Thich Nhat Hanh : La paix commence toujours par soi-même en tant qu’individu, et en tant qu’individu, on peut aider à construire une communauté de paix. C’est ce que nous essayons de faire. Et lorsque votre communauté de quelques centaines de personnes connaît la pratique de la paix et de la fraternité, vous pouvez alors devenir le refuge de beaucoup d’autres personnes qui viennent à vous et profitent de la pratique de la paix et de la fraternité. Ils vous rejoindront alors, et la communauté s’agrandira de plus en plus, et la pratique de la paix et de la solidarité sera offerte à beaucoup d’autres personnes. Et c’est ce qui se passe.
Tippett : Et vous en faites l’expérience …
Thich Nhat Hanh : Oui, parce que lorsque je suis arrivé en Occident, j’étais tout seul, et j’étais conscient que je devais construire une communauté. Et il n’y avait pas du tout de bouddhistes à l’époque. J’ai donc travaillé avec de nombreuses personnes et j’ai suggéré la pratique de la respiration consciente, de la marche en pleine conscience, des assises en pleine conscience. Peu à peu, nous avons créé une communauté de pratiquants.
Tippett : Votre enseignement est-il différent si vous vous adressez à des membres du Congrès, à des réalisateurs d’Hollywood ou à des agents de la force publique ?
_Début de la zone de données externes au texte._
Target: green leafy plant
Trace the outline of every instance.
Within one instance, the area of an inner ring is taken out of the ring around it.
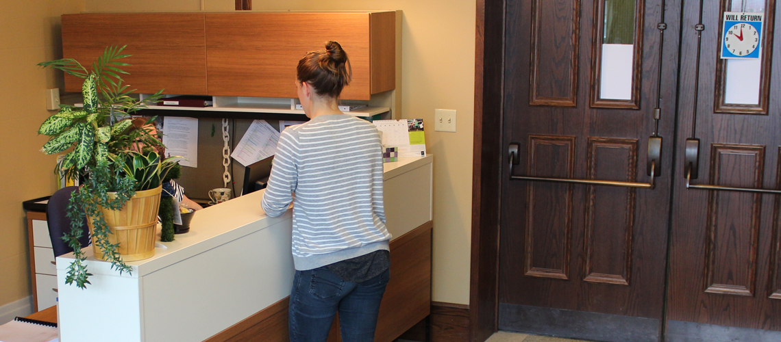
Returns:
[[[162,159],[165,146],[150,129],[134,127],[126,119],[133,112],[146,108],[162,97],[162,90],[144,100],[130,94],[135,91],[123,84],[120,75],[127,74],[120,67],[129,65],[119,60],[129,57],[122,55],[123,47],[106,48],[103,54],[87,70],[73,58],[45,62],[38,65],[62,70],[84,79],[82,86],[83,108],[61,105],[56,114],[47,118],[38,129],[39,134],[49,136],[41,151],[46,154],[59,153],[71,149],[58,163],[55,172],[69,178],[83,178],[84,184],[74,192],[67,207],[71,220],[70,231],[63,237],[73,248],[75,260],[69,266],[66,283],[85,288],[91,276],[84,263],[79,238],[84,215],[92,220],[95,245],[103,251],[112,268],[121,274],[131,268],[122,261],[117,252],[118,244],[112,244],[112,234],[101,208],[121,209],[135,192],[155,189],[176,164],[173,157]],[[149,124],[154,118],[148,120]],[[133,144],[147,148],[137,151]],[[157,149],[158,150],[155,150]],[[115,192],[109,195],[109,192]]]

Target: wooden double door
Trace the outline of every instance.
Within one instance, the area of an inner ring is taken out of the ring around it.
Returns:
[[[775,1],[503,4],[498,329],[781,340]]]

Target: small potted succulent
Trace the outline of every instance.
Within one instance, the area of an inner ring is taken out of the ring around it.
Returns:
[[[125,262],[154,255],[157,213],[161,184],[177,165],[176,157],[164,157],[162,143],[144,129],[134,127],[130,115],[147,104],[162,97],[162,90],[144,99],[134,98],[129,86],[123,84],[119,62],[129,57],[122,55],[124,47],[106,48],[87,70],[73,58],[40,63],[84,79],[82,86],[83,108],[61,105],[56,114],[47,118],[38,129],[50,139],[41,150],[46,154],[59,153],[70,149],[58,163],[55,173],[69,178],[83,179],[74,192],[67,210],[71,230],[65,238],[73,249],[75,260],[69,266],[66,283],[84,288],[90,284],[79,238],[86,215],[90,226],[96,258],[112,263],[120,274],[130,273]],[[132,144],[143,143],[141,150]],[[127,202],[133,205],[128,206]],[[146,213],[131,212],[127,208],[146,208]],[[141,229],[130,233],[132,229]],[[130,234],[143,234],[146,239],[134,245]]]

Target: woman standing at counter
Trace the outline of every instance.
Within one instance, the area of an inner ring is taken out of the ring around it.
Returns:
[[[351,76],[339,43],[308,53],[297,72],[311,120],[280,134],[261,203],[269,217],[294,203],[291,341],[325,341],[337,312],[343,340],[372,341],[390,266],[380,133],[338,109]]]

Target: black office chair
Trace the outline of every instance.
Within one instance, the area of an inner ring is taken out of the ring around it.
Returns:
[[[70,201],[70,195],[78,191],[78,186],[66,186],[55,192],[46,204],[46,223],[48,224],[49,238],[52,238],[52,248],[54,249],[55,258],[63,254],[73,252],[68,242],[62,240],[66,231],[70,231],[70,218],[68,217],[67,207]],[[81,223],[84,234],[79,242],[81,248],[90,245],[90,229],[87,226],[87,217]]]

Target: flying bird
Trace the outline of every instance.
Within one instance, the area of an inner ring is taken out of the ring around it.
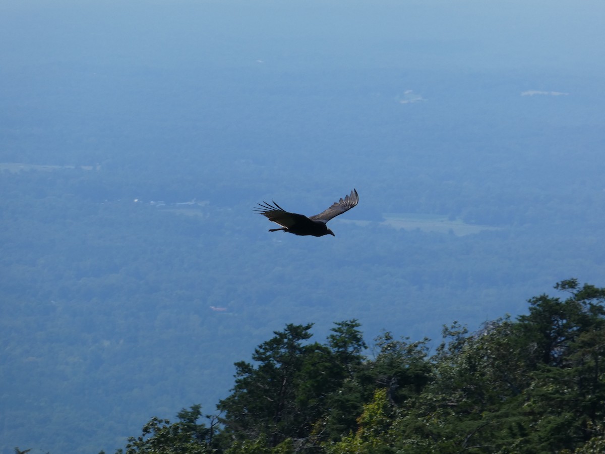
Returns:
[[[325,223],[348,211],[359,202],[359,196],[357,191],[353,189],[351,193],[335,202],[327,209],[322,211],[319,214],[307,217],[304,214],[290,213],[282,208],[280,205],[273,202],[273,205],[263,202],[259,203],[258,206],[254,208],[256,211],[278,225],[281,225],[279,229],[270,229],[270,232],[276,232],[278,230],[289,232],[295,235],[312,235],[314,237],[322,237],[324,235],[332,235],[334,232],[327,228]]]

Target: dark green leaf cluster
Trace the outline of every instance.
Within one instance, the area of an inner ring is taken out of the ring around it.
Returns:
[[[152,419],[125,453],[601,452],[605,288],[555,288],[569,296],[533,298],[516,320],[444,327],[432,355],[428,339],[385,332],[365,357],[355,320],[322,344],[288,324],[235,364],[210,429],[194,406]]]

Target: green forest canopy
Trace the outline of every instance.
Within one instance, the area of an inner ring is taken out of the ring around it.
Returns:
[[[200,423],[153,418],[126,453],[597,453],[605,449],[605,288],[575,279],[529,313],[429,340],[385,332],[371,357],[356,320],[323,343],[286,325],[235,364],[231,393]]]

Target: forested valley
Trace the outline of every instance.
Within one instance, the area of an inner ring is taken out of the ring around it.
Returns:
[[[3,2],[0,454],[599,452],[589,3]]]
[[[217,412],[153,418],[116,453],[601,453],[605,288],[558,283],[529,313],[427,338],[383,332],[371,354],[355,320],[323,342],[288,324],[235,364]]]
Thich Nhat Hanh : La pratique serait la même. Mais nous avons besoin d’amis qui nous montrent comment un certain groupe de personnes mène sa vie et quels types de souffrances et de difficultés ils rencontrent dans leur vie, afin que nous puissions comprendre. Et après cela, seulement après cela, nous pourrions offrir l’enseignement et la pratique appropriés. C’est pourquoi nous continuons à apprendre, chaque jour, par la pratique et le partage.
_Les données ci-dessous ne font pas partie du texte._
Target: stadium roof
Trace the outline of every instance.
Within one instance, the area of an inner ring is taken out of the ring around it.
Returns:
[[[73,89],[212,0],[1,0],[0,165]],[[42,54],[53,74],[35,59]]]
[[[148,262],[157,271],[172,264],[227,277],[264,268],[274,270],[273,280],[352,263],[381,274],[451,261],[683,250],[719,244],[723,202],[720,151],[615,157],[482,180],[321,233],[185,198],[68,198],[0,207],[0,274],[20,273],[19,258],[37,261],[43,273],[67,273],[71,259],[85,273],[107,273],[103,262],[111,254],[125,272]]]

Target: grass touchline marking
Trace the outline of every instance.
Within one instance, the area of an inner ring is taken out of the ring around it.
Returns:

L’individu doit s’éveiller au fait que la violence ne peut mettre fin à la violence ; que seules la compréhension et la compassion peuvent neutraliser la violence, parce qu’avec la pratique de la parole aimante et de l’écoute compatissante, nous pouvons commencer à comprendre les gens et les aider à éliminer les perceptions erronées qui les habitent, parce que ces perceptions erronées sont à la base de leur colère, de leur peur, de leur violence, de leur haine.
Et écoutez profondément. Vous pourriez être en mesure d’éliminer les perceptions erronées que vous avez en vous-même, à votre égard et à l’égard d’autrui. La pratique de base pour éliminer le terrorisme et la guerre est donc d’éliminer les perceptions erronées, et cela ne peut se faire avec des bombes et des armes à feu. Il est très important que nos dirigeants politiques en prennent conscience et appliquent les techniques de communication.
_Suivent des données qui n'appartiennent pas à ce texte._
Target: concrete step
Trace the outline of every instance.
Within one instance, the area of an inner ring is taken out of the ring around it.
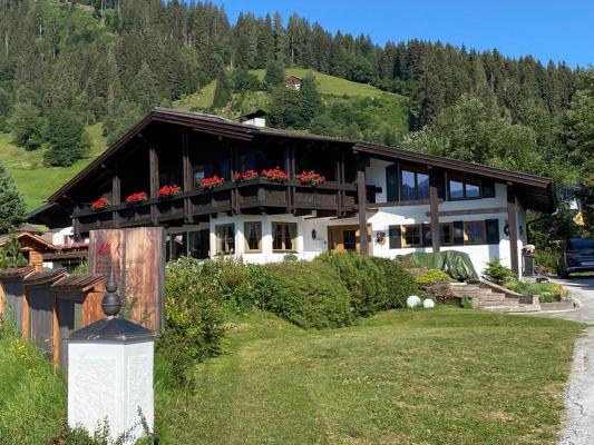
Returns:
[[[539,306],[535,305],[510,305],[510,306],[481,306],[483,310],[491,313],[535,313],[541,310]]]

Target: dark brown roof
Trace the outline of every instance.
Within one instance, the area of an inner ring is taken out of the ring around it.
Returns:
[[[41,271],[29,275],[23,283],[28,286],[38,286],[46,284],[53,284],[66,276],[66,269],[43,269]]]
[[[152,122],[175,123],[188,127],[195,131],[240,140],[253,140],[257,137],[276,137],[292,140],[303,139],[310,141],[328,141],[330,144],[340,144],[344,145],[345,149],[354,150],[361,154],[372,155],[389,160],[407,160],[410,162],[419,162],[428,166],[442,167],[456,171],[464,171],[484,177],[489,177],[504,182],[513,182],[514,185],[519,186],[520,189],[525,189],[526,192],[524,194],[524,196],[526,199],[532,199],[532,196],[538,197],[538,201],[535,202],[535,209],[546,212],[554,211],[555,207],[553,198],[553,181],[549,178],[543,178],[539,176],[520,174],[510,170],[503,170],[494,167],[487,167],[473,162],[464,162],[455,159],[442,158],[416,151],[395,149],[381,145],[358,142],[353,140],[338,139],[327,136],[300,134],[295,131],[279,130],[267,127],[254,127],[213,115],[176,111],[165,108],[155,108],[153,111],[150,111],[140,122],[138,122],[133,129],[130,129],[126,135],[124,135],[116,144],[105,150],[98,158],[90,162],[89,166],[82,169],[78,175],[76,175],[67,184],[60,187],[59,190],[51,195],[48,199],[48,202],[50,205],[56,204],[80,180],[85,179],[94,171],[96,171],[96,169],[98,169],[101,165],[104,165],[109,157],[124,149],[128,141],[130,141],[134,137],[142,135],[144,129]],[[52,211],[52,209],[42,208],[38,212],[46,211]]]
[[[35,267],[13,267],[10,269],[0,270],[0,278],[23,278],[31,275],[35,271]]]
[[[103,278],[103,275],[71,275],[55,283],[53,287],[64,291],[82,291],[96,286]]]

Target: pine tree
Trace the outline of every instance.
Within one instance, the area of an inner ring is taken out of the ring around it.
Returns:
[[[25,198],[0,160],[0,233],[20,225],[25,220]]]
[[[213,108],[223,108],[231,100],[231,85],[225,71],[221,71],[218,79],[216,79],[216,88],[214,90]]]
[[[71,166],[82,159],[90,148],[85,127],[71,111],[51,112],[47,140],[49,149],[43,154],[43,162],[51,167]]]
[[[264,85],[266,88],[271,89],[283,86],[285,80],[284,66],[277,60],[271,60],[266,65],[266,73],[264,75]]]

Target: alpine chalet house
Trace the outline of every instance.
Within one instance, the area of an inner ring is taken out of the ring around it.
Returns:
[[[526,209],[548,178],[157,108],[31,220],[89,230],[160,225],[167,257],[310,259],[460,250],[519,271]]]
Nous vivons à une époque où nous disposons de moyens de communication très sophistiqués, mais la communication est devenue très difficile entre les individus et les groupes de personnes. Un père ne peut pas parler à son fils, une mère ne peut pas parler à sa fille, un mari ne peut pas parler à sa femme. C’est la raison pour laquelle il y a des guerres et de la violence. C’est pourquoi le rétablissement de la communication est le travail de base pour la paix. Nos dirigeants politiques et spirituels doivent concentrer leur énergie sur cette question.
Tippett : Mais je pense que certains diraient – les personnes en position de pouvoir diraient qu’elles ne peuvent tout simplement pas attendre que cette communication ait lieu ou que ce changement se produise ; qu’elles doivent également agir maintenant.
Thich Nhat Hanh : S’ils ne peuvent pas communiquer avec eux-mêmes, s’ils ne peuvent pas communiquer avec les membres de leur famille, s’ils ne peuvent pas communiquer avec les gens de leur propre pays, ils n’ont aucune compréhension qui servira de base à une action juste, et ils commettront beaucoup d’erreurs.